With millions of Teslas on the road one would think if that was true we would have heard something by now. My absolute worst car quality wise ever was a Honda Accord. And I owned shitty cars including a Fiat. My most reliable car was a Honda Civic before I “upgraded” to a brand new Accord. I abuse my Tesla and so far no issues driving in one of the worst roads in the country. I must hit 100 potholes per month and blew a tire already. It’s not a fun car to drive like a GTI (which I own as well) but it’s definitely a solid car.


Cars with "bad" suspension tend to survive potholes. A car with slow-to-move suspension will see the wheel dip less down into the hole when traveling at speed. But that is the exact opposite behabior you want when dealing with debris, which requires the supension to move up rather than down. "Good" systems will have different responce curves for up than down. Quazi-luxury cars fake this by having slow suspension in both directions, to give the sense of "floating over potholes".

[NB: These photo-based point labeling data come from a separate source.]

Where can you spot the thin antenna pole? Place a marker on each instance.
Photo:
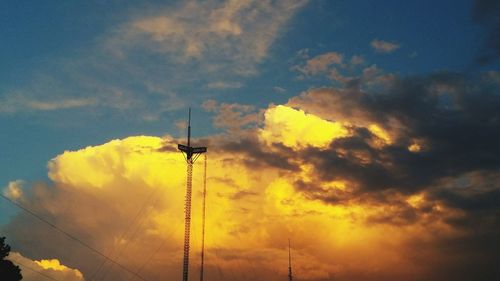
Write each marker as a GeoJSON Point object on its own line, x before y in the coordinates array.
{"type": "Point", "coordinates": [289, 262]}
{"type": "Point", "coordinates": [189, 128]}
{"type": "Point", "coordinates": [189, 152]}
{"type": "Point", "coordinates": [203, 220]}
{"type": "Point", "coordinates": [187, 221]}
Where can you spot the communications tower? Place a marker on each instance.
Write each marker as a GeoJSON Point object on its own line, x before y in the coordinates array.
{"type": "Point", "coordinates": [191, 154]}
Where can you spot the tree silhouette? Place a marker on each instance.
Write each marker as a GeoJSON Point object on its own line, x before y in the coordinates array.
{"type": "Point", "coordinates": [8, 270]}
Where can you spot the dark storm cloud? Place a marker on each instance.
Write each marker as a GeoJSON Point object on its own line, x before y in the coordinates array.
{"type": "Point", "coordinates": [256, 154]}
{"type": "Point", "coordinates": [456, 115]}
{"type": "Point", "coordinates": [487, 14]}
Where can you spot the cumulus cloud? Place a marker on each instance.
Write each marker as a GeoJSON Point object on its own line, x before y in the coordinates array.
{"type": "Point", "coordinates": [320, 63]}
{"type": "Point", "coordinates": [143, 62]}
{"type": "Point", "coordinates": [14, 190]}
{"type": "Point", "coordinates": [418, 160]}
{"type": "Point", "coordinates": [382, 46]}
{"type": "Point", "coordinates": [34, 270]}
{"type": "Point", "coordinates": [228, 36]}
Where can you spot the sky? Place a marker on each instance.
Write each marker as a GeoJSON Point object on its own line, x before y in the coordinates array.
{"type": "Point", "coordinates": [366, 132]}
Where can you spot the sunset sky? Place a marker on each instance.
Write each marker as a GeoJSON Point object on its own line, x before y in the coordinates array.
{"type": "Point", "coordinates": [366, 132]}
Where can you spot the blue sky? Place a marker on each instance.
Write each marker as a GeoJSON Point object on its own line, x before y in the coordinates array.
{"type": "Point", "coordinates": [48, 50]}
{"type": "Point", "coordinates": [355, 117]}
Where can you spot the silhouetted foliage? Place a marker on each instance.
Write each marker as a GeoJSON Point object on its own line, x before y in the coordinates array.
{"type": "Point", "coordinates": [8, 270]}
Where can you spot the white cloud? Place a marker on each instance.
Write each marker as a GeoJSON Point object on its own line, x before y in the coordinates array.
{"type": "Point", "coordinates": [224, 85]}
{"type": "Point", "coordinates": [14, 190]}
{"type": "Point", "coordinates": [320, 63]}
{"type": "Point", "coordinates": [382, 46]}
{"type": "Point", "coordinates": [279, 90]}
{"type": "Point", "coordinates": [231, 36]}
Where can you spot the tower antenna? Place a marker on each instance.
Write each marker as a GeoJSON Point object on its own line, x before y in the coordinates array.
{"type": "Point", "coordinates": [189, 152]}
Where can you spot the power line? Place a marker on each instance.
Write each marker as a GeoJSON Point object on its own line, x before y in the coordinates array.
{"type": "Point", "coordinates": [72, 237]}
{"type": "Point", "coordinates": [137, 219]}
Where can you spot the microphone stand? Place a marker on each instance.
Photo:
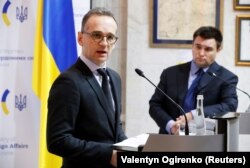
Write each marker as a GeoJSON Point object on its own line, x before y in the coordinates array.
{"type": "Point", "coordinates": [140, 73]}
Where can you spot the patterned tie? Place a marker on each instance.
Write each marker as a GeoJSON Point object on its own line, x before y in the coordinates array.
{"type": "Point", "coordinates": [190, 98]}
{"type": "Point", "coordinates": [105, 86]}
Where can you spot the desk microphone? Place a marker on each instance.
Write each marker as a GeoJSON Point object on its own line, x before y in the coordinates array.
{"type": "Point", "coordinates": [214, 75]}
{"type": "Point", "coordinates": [140, 73]}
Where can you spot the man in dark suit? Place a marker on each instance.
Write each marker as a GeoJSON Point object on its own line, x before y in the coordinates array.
{"type": "Point", "coordinates": [82, 125]}
{"type": "Point", "coordinates": [219, 96]}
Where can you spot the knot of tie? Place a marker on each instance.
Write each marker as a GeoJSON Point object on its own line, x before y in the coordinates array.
{"type": "Point", "coordinates": [102, 72]}
{"type": "Point", "coordinates": [105, 86]}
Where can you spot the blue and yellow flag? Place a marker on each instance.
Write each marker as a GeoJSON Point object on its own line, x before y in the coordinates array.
{"type": "Point", "coordinates": [55, 50]}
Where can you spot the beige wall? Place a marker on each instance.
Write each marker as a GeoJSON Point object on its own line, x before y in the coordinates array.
{"type": "Point", "coordinates": [133, 51]}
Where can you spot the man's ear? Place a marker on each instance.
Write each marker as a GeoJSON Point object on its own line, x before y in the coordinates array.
{"type": "Point", "coordinates": [80, 38]}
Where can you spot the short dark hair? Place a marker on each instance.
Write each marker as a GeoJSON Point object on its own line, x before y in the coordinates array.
{"type": "Point", "coordinates": [209, 32]}
{"type": "Point", "coordinates": [96, 11]}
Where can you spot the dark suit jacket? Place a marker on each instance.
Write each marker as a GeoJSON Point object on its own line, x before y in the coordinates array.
{"type": "Point", "coordinates": [219, 96]}
{"type": "Point", "coordinates": [80, 126]}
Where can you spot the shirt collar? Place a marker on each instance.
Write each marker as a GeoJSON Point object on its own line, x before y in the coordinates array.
{"type": "Point", "coordinates": [92, 66]}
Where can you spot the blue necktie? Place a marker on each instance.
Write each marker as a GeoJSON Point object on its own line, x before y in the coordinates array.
{"type": "Point", "coordinates": [105, 86]}
{"type": "Point", "coordinates": [190, 98]}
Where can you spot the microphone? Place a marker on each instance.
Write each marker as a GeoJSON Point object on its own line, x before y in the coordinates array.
{"type": "Point", "coordinates": [140, 73]}
{"type": "Point", "coordinates": [214, 75]}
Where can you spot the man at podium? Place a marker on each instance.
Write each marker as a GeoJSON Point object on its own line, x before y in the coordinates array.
{"type": "Point", "coordinates": [216, 83]}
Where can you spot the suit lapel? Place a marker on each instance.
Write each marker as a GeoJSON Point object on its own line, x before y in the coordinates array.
{"type": "Point", "coordinates": [183, 81]}
{"type": "Point", "coordinates": [206, 79]}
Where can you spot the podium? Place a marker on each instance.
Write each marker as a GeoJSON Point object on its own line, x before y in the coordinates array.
{"type": "Point", "coordinates": [225, 138]}
{"type": "Point", "coordinates": [192, 143]}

[Cut, google ai provided wrong numbers]


Then you were not listening [1]. Tesla covered up 150,000 suspension defects, affecting approximately 5% of cars, with literal thousands of actual failures in operation. They blamed their defective suspensions on the customers for years and required over 30,000 of them to pay for repairs in defective components that, if not covered up, would have legally been Tesla’s responsibility to fix on their own dime.

A company actively covering up things that egregious can only be assumed to be doing things even worse regularly.